As we can see, \(X\) takes our treatment-/intervention-value of 2, and \(Y\) and \(Z\)
take deterministic values, based on our trained causal models and fixed observed data. I.e., based
on the data generation process, if \(X = 1\), \(Y = 2\), we would expect \(Z\) to
be 6, but we *observed* \(Z = 3\), which means the particular noise value for \(Z\) in this
particular sample is approximately -2.98. Now, given that we know this hidden noise factor, we can
estimate the counterfactual value of \(Z\), had we set \(X := 2\), which is approximately
9.07 (as can be seen in the result above).

This shows that the observed data is used to calculate the noise data in the system. We can also provide these noise values directly, via:

```
>>> gcm.counterfactual_samples(
>>> causal_model,
>>> {'X': lambda x: 2},
>>> noise_data=pd.DataFrame(data=dict(X=[0], Y=[-0.007913], Z=[-2.97568])))
X Y Z
0 2 4.034229 9.073293
```

As we see, with \(X = 2\) and \(Y \approx 4.03\), \(Z\) should be approximately 12. But we know the hidden noise for this sample, approximately -2.98. So the counterfactual outcome is again \(Z \approx 9.07\).

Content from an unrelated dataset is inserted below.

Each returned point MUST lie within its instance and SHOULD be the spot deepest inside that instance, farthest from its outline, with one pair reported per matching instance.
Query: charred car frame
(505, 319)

## Understanding the method

Counterfactuals are very similar to Simulating the Impact of Interventions, with an important difference: when performing interventions, we look into the future, for counterfactuals we look into an alternative past. To reflect this in the computation, when performing interventions, we generate all noise using our causal models. For counterfactuals, we use the noise from actual observed data.

To expand on our example above, we assume there are other factors that contribute to cholesterol
levels, e.g. exercising or genetic predisposition. While we *assume* medication helps against high
LDL levels, it’s important to take into account all other factors that could also help against it.
We want to prove *what* has helped. Hence, it’s important to use the noise from the real data,
not some generated noise from our generative models. Otherwise, I may be able to reduce my
cholesterol LDL level in the counterfactual world, where I take medication (X := 5), but not because
I took the medication, but because the *generated noise* of Z also just happened to be low and so
caused a low value for Z. By taking the *real* noise value of Z (derived from the observed data of
Z), I can prove that it was the medication that helped.